What about the interactions in the brain’s reward circuits? Abela et al. studied the interactions between the nucleus accumbens (NAc) and ventral hippocampus (vHC) versus those between NAc and orbitofrontal cortex (OFC) in delayed gratification behavior.[4] Rats had either their vHC-NAc or OFC-NAc lesioned (cut), some contralaterally (i.e. disconnection) to abolish direct and indirect connections, and some ipsilaterally to disrupt only one hemisphere. They then participated in a delay-discounted task, where they could choose between two identical white panels: one immediately dispensed one pellet and the other dispensed four pellets after a delay. The delay for the reward gradually increased as the number of trials increased.

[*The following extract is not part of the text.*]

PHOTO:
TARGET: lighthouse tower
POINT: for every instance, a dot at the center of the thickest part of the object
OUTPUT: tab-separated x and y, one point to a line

They found that only a contralateral vHC-NAc lesion lowered the rats’ tolerance for delays.[4] These rats significantly preferred the small, immediate reward to the larger, delayed reward, suggesting that the vHC-NAc connection is involved in interpreting the trade-off between the costs and payoff of waiting. On the other hand, there was no difference in reward choice between rats with an OFC-NAc disconnection, those with an OFC-NAc ipsilateral lesion, those with an ipsilateral vHC-NAc lesion and controls (where no cuts were made).[4] These findings suggest that the vHC-NAc interaction, and not the OFC-NAc connection, is important for decisions that involve waiting (i.e. future rewards). Thus, disrupting this pathway may affect the modulation of firing patterns of dopamine neurons in the ventral tegmental area, a part of the midbrain involved in reward pathways.[4] However, since the OFC-NAc disconnection did not affect decision-making, the altered behavior may not be due to dopamine dysregulation, and it is unclear exactly what the vHC-NAc disconnection altered. It might be valuable to further investigate the cellular interactions in the vHC-NAc area, perhaps through extracellular recordings of the ventral tegmental area in rats during the delayed-discounted task.

Future Directions and Conclusions

For future studies, it may be useful to study the brain activity along the reward pathway, which includes the forebrain, medial forebrain bundle, substantia nigra, and ventral midbrain. There may also be applications in trying to teach young children impulse control to try to shape them towards delayed gratification behavior and potentially better working and studying habits. These studies have only begun to scratch the surface of the neural mechanisms and persistence of delayed gratification behavior. As the field of neuroscience grows, we will begin to explore these questions more deeply.


[1] Conti, Regina. "Delay of gratification." Encyclopædia Britannica. December 21, 2015. Accessed November 19, 2017.

[2] Mischel, W., Y. Shoda, and MI Rodriguez. "Delay of gratification in children." Science. May 26, 1989. Accessed November 19, 2017.

[3] Casey, B. J., Leah H. Somerville, Ian H. Gotlib, Ozlem Ayduk, Nicholas T. Franklin, Mary K. Askren, John Jonides, Marc G. Berman, Nicole L. Wilson, Theresa Teslovich, Gary Glover, Vivian Zayas, Walter Mischel, and Yuichi Shoda. "Behavioral and neural correlates of delay of gratification 40 years later." Proceedings of the National Academy of Sciences of the United States of America. September 06, 2011. Accessed November 19, 2017.

[4] Abela, Andrew R., Yiran Duan, and Yogita Chudasama. "Hippocampal interplay with the nucleus accumbens is critical for decisions about time." The European journal of neuroscience. September 2015. Accessed November 19, 2017.